Anthony Fauci, who oversaw the investigation, told reporters at the White House: "The data shows that remdesivir has a clear-cut, significant, positive effect in diminishing the time to recovery."
He added that the trial was proof "that a drug can block this virus," and compared the finding to the arrival of the first antiretrovirals that worked against HIV in the 1980s, albeit with modest success at first.
A statement by the National Institute of Allergy and Infectious Diseases that Fauci heads said that patients on the drug had a 31 percent faster time to recovery than those on a placebo.
"Specifically, the median time to recovery was 11 days for patients treated with remdesivir compared with 15 days for those who received placebo," it said.
The results also suggested that people who were on the drug were less likely to die, although the difference was not huge: The mortality rate was 8.0 percent for the group receiving remdesivir versus 11.6 percent for the placebo group.
The trial began on February 21 and involved 1,063 people across 68 locations in the US, Europe and Asia.
The first patient to be enrolled was an American who was repatriated after being quarantined on the Diamond Princess cruise ship and was treated at the University of Nebraska Medical Center.
Neither the patients nor their physicians were aware of which group they belonged to, in order to eliminate unconscious bias.
Peter Horby, an epidemiologist at the University of Oxford who was not involved in the study, said: "We need to see the full results, but if confirmed this would be a fantastic result and great news for the fight against COVID-19."
Scott Gottlieb, a former commissioner of the Food and Drug Administration (FDA), wrote on Twitter: "There's now enough data to support consideration of access under an emergency use authorization."

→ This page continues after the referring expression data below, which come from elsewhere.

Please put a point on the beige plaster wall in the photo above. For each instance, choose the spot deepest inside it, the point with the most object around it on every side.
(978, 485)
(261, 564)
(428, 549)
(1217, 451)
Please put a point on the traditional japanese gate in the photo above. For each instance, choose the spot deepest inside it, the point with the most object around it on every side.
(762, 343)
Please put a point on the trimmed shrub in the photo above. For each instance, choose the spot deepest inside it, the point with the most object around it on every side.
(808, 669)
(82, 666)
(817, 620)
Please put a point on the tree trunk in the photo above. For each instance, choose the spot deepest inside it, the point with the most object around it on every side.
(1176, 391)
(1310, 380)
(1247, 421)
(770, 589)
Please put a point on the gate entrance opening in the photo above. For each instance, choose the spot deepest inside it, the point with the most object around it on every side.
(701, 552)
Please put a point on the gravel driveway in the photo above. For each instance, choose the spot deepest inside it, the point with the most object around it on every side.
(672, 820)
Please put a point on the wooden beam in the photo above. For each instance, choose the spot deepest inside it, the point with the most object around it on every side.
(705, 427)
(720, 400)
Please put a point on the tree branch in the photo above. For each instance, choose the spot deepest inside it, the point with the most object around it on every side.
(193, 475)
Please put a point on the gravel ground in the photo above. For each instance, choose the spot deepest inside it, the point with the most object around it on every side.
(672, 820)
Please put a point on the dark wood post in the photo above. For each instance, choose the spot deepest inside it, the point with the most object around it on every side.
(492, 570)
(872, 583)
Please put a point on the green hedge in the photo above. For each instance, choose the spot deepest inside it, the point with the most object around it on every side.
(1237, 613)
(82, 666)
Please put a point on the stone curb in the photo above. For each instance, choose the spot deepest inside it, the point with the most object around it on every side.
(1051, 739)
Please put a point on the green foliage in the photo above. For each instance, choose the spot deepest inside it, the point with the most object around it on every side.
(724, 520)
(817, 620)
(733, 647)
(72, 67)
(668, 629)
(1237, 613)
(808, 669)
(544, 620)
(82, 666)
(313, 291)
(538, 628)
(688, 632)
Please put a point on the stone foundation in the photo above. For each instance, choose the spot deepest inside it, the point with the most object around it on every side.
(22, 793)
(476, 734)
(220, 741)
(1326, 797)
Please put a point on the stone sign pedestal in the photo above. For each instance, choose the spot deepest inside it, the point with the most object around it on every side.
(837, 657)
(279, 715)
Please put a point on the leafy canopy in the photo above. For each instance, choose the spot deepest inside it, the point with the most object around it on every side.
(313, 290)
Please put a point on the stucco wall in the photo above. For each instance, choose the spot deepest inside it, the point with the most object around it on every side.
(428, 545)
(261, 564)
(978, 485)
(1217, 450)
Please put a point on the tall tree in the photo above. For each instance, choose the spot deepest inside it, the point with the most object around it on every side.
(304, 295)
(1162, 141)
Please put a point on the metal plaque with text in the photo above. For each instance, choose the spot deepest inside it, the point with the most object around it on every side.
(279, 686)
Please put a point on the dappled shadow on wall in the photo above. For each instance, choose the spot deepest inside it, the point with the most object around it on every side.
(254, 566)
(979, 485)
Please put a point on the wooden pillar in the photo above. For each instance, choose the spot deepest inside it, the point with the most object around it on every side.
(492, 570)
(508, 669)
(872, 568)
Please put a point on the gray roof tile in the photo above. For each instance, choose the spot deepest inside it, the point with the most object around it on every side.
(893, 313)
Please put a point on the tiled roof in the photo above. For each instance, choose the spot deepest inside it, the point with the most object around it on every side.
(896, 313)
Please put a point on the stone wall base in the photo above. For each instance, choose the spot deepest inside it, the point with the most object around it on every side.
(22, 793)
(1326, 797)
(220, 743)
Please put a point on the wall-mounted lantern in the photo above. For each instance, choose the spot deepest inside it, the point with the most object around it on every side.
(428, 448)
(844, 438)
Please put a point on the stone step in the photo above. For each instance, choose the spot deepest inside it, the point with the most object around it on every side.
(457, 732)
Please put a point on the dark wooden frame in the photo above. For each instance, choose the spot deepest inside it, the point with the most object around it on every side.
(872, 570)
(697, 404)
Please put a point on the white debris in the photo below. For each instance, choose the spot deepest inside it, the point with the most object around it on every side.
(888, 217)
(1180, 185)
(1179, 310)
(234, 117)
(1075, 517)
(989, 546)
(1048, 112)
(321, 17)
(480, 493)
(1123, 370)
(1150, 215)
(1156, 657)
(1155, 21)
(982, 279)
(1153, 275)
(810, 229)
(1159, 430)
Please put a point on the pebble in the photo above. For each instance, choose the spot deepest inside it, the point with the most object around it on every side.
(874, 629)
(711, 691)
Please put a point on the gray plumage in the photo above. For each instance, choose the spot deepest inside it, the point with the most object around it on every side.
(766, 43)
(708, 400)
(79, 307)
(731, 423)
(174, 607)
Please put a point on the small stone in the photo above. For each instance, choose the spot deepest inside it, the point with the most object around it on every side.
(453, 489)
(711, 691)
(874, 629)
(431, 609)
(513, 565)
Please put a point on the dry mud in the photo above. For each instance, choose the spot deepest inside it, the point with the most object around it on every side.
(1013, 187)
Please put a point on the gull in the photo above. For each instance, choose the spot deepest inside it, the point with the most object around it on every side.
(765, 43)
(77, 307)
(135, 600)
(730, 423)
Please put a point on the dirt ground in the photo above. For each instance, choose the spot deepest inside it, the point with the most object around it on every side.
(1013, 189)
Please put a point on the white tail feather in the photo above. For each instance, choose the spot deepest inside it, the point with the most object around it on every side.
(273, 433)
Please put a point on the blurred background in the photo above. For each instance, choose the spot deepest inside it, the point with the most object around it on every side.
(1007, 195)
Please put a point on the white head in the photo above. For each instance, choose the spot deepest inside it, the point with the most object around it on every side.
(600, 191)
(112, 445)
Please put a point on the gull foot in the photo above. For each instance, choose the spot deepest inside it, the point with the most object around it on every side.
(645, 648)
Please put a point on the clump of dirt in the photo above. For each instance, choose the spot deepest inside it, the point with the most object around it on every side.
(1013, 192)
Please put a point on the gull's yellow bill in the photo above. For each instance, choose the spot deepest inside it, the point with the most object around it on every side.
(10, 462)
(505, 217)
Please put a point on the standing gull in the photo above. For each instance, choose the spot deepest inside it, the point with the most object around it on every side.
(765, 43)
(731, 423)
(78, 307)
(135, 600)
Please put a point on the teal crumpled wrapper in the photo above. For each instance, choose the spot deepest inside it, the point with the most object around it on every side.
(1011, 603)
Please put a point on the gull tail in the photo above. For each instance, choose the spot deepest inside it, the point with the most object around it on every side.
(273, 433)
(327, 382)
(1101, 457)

This would allow doctors to prescribe the drug outside of the context of clinical trials.
Blocks viral replication
Remdesivir, which previously failed in trials against Ebola, belongs to a class of drugs that act on the virus directly -- as opposed to controlling the abnormal and often lethal autoimmune response it causes.
It mimics one of the four building blocks of RNA and DNA and gets absorbed into the virus's genome, which in turn stops the pathogen from replicating.

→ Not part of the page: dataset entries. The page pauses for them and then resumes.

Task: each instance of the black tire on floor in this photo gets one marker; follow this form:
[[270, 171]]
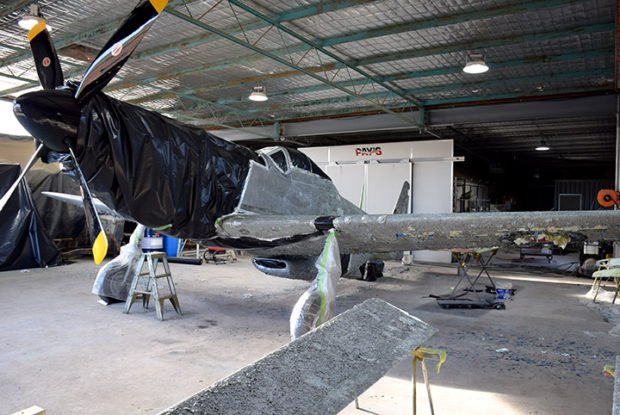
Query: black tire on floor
[[110, 300]]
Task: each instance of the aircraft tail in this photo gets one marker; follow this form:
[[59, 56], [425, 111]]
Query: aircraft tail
[[403, 200]]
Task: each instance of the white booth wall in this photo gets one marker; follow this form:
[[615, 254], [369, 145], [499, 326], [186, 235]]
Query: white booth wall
[[372, 175]]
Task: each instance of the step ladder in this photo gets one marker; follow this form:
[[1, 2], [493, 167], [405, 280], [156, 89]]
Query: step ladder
[[146, 284]]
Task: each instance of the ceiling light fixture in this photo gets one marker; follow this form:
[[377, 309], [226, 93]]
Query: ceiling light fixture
[[543, 146], [259, 93], [475, 64]]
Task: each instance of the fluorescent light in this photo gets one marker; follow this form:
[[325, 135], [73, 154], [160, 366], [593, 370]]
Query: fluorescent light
[[28, 22], [258, 94], [475, 64]]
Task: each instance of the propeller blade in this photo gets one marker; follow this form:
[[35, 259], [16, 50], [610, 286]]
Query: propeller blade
[[93, 222], [30, 163], [117, 50], [45, 57]]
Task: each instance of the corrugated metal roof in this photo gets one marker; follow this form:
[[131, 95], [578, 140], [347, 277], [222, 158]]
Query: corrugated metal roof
[[416, 49]]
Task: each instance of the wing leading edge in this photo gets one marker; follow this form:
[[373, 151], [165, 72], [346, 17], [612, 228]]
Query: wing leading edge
[[390, 233]]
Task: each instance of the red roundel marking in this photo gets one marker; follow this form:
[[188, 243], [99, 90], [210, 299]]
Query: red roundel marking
[[117, 49]]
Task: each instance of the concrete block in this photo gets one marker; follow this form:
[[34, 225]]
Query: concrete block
[[322, 371], [33, 410]]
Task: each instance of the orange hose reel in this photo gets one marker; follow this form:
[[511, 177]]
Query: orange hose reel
[[608, 197]]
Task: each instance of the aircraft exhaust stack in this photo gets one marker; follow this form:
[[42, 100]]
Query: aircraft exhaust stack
[[51, 116]]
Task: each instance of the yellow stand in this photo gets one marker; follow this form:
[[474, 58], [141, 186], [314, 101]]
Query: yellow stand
[[420, 354], [152, 288]]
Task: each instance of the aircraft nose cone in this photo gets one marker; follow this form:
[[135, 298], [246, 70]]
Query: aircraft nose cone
[[51, 116]]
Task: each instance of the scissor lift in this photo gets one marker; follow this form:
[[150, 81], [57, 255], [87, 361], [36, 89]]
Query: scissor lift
[[470, 296]]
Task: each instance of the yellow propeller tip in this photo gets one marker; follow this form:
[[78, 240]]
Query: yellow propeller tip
[[100, 248], [158, 4]]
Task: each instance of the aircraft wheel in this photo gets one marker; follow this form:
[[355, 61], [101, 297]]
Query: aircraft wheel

In his remarks to the press, Fauci indicated that since this had yielded some success, it could pave the way for better drugs using the same approach.
There had been mixed news about the intravenous antiviral in recent weeks.
A summary of results posted on the website of the World Health Organization last week showed it failed in a smaller Chinese trial. The Lancet on Wednesday published the formal paper describing that experiment.
In this study of 237 patients in Wuhan, China, doctors found no positive effects of administering the drug compared with a control group of adults, except for those patients who required ventilators.
But the Chinese test had to be halted early because it could not recruit enough people to meet its initial goals, and was considered by many experts to be too small to draw reliable conclusions from.
Fauci said it was "not an adequate study."
Apart from remdesivir, the antimalarial drugs hydroxychloroquine and chloroquine are also being widely used against COVID-19 on a so-called "compassionate basis" pending results from large trials.
Other therapies that are being studied include collecting antibodies from COVID-19 survivors and injecting them in patients, or harvesting antibodies from genetically-engineered mice that were deliberately infected.